Luego comienza a perder, tanto que esta nota muy pronto terminará.

Adapta a Tom Wolfe, abandonando momentáneamente el suspenso en The Bonfire of the Vanities (La hoguera de las vanidades, 1990) Fracaso de crítica. Los estereotipos descuellan en el film. Nadie ve nada de la urticante novela del periodista Wolf en su película. Tras este fracaso retorna al suspenso con Raising Cain (Demente, 1992); logra una buena actuación de John Lithgow y algunos sobresaltos.

Carlito´s way (Atrapado por el pasado, 1993) es conocida aquí como la película en la que Jorge Porcel aparece con Pacino (o era) La historia del mafioso vuelve a trasuntar los tópicos del género; esta vez remeda a Scarface con un tratamiento más depurado de los personajes y una fotografía impecable. La película introduce una variante a las escena-de-acción-en-escalera (acaso John Woo supo filmar en A better tomorrow II, impunemente traducida al castellano como Amenaza Final II, una de las mejores, con Chow-Yun Fat cayendo de la escalera y disparando en cámara lenta; antes de que Woo diera el salto a Estados Unidos y dirigiera a Tom Cruise y a unas cuantas palomas en Missión Impossible II)

En los noventa, la fórmula de los estudios es más rígida que en las inmediatas décadas anteriores, una película de acción y suspenso debe tener escenas exageradas que confirmen hasta el aburrimiento la clasificación; Missión Impossible (1996) es muy buena al principio y luego bastante torpe en su desarrollo.
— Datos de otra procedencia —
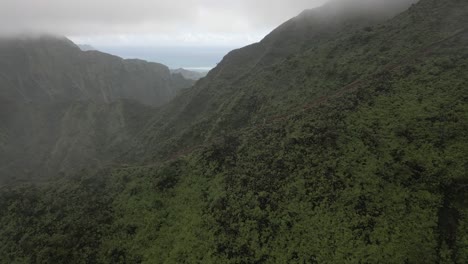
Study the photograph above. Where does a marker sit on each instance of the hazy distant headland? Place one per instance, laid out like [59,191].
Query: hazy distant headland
[200,59]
Ha sido superada por las otras películas de la franquicia; incluso por las de John Woo (si dejamos de lado la escena de la pecera que explota y esa confusión inicial de buenos y malos tan genial; el juego de muñecas rusas de casi todas las películas que bordean de manera tan excelsa el vértigo y la ética de la niñez)

Y me detengo con una película de De Palma que disfruté muchísimo en el cine Ocean allá por los noventa, antes de que parte de la población nos convirtiéramos en zombis y ese cine Ocean fuera reemplazado por un templo evangelista. Snake Eyes (Ojos de Serpiente, 1998) tiene un comienzo espectacular, un desarrollo mediocre y un final pésimo. Hay algunas escenas parecidas a las de Doble Cuerpo, y eso sigue siendo lo mejor, esa repetición de lo mejor que agrada tanto; entre zoom in y travellings el personaje de Nicholas Cage sigue en cámara subjetiva a una misteriosa rubia.

Una de las mejores cosas del libro del filósofo argentino Domin Choi, El fin de lo nuevo, con el que comparto algunos pensamientos, es que cita a Kierkegaard, uno de mis filósofos preferidos y dice con él, que una posible felicidad es la de la repetición, quizá la única. Esto es clave.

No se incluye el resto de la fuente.